Eleven-year-old Jack works with his brother, Daniel, in a New York City factory in 1904. After Daniel dies in a fire, Jack’s out-of-work father decides the family can’t afford to keep Jack around. Jack’s parents put him on an orphan train to Kansas. Francis, also 11, and her younger brother, Harold, are sent from their orphanage to the orphan train as well. Francis and Harold meet Jack as the train chugs west. The kids hear rumors that cruel taskmasters and poor living conditions await them when they arrive in Kansas. Jack hatches a plan to help the three escape.
Jack, Francis and Harold jump off the train when it slows and flee into the woods. There, they wander through the darkness until they meet Alexander. Alexander came to Kansas on an orphan train as well. He was sent to the farm of a man named Pratcherd, where he and other kids were treated badly and used as laborers. Alexander escaped and lives in the forest near the town of Whitmore, Kansas. When he needs food and supplies, he “liberates” them from the locals. He calls his spot Wanderville and says it’s a place where children can be free.
At first the kids aren’t too impressed with Alexander’s so-called town. They help him steal supplies from Whitmore, and he teaches them survival skills, such as how to build a fire. Alexander hangs stolen sheets and repositions logs, giving some shape to the city of Wanderville. Before long, their new place begins to feel like home.

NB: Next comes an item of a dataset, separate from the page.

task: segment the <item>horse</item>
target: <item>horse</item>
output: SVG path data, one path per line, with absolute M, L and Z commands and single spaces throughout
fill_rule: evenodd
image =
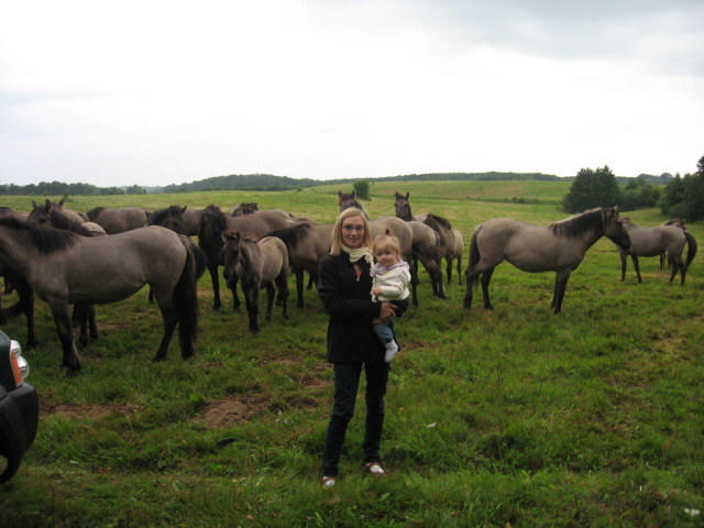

The kids are in Whitmore taking more supplies when Harold wanders off. The sheriff finds him, and learning he’s been on the orphan train, sends him to Pratcherd’s farm. The kids devise a plan to save him and the other children there, and Jack and Alexander are captured in the process. When the boys don’t return from their rescue mission, Francis tells a group of townspeople she’s afraid her brother is dead. Her lie causes them to go to Pratcherd’s ranch, where they see how the children are treated. While the adults argue with Pratcherd, the kids escape in a wagon, along with other orphans from the ranch.
Six new children become citizens of Wanderville, but the group realizes it won’t be able to stay in that location much longer. The kids decide it doesn’t matter where Wanderville is, as long as they’re together and able to help other kids gain freedom. They decide to be a town that wanders, and they consider heading for California.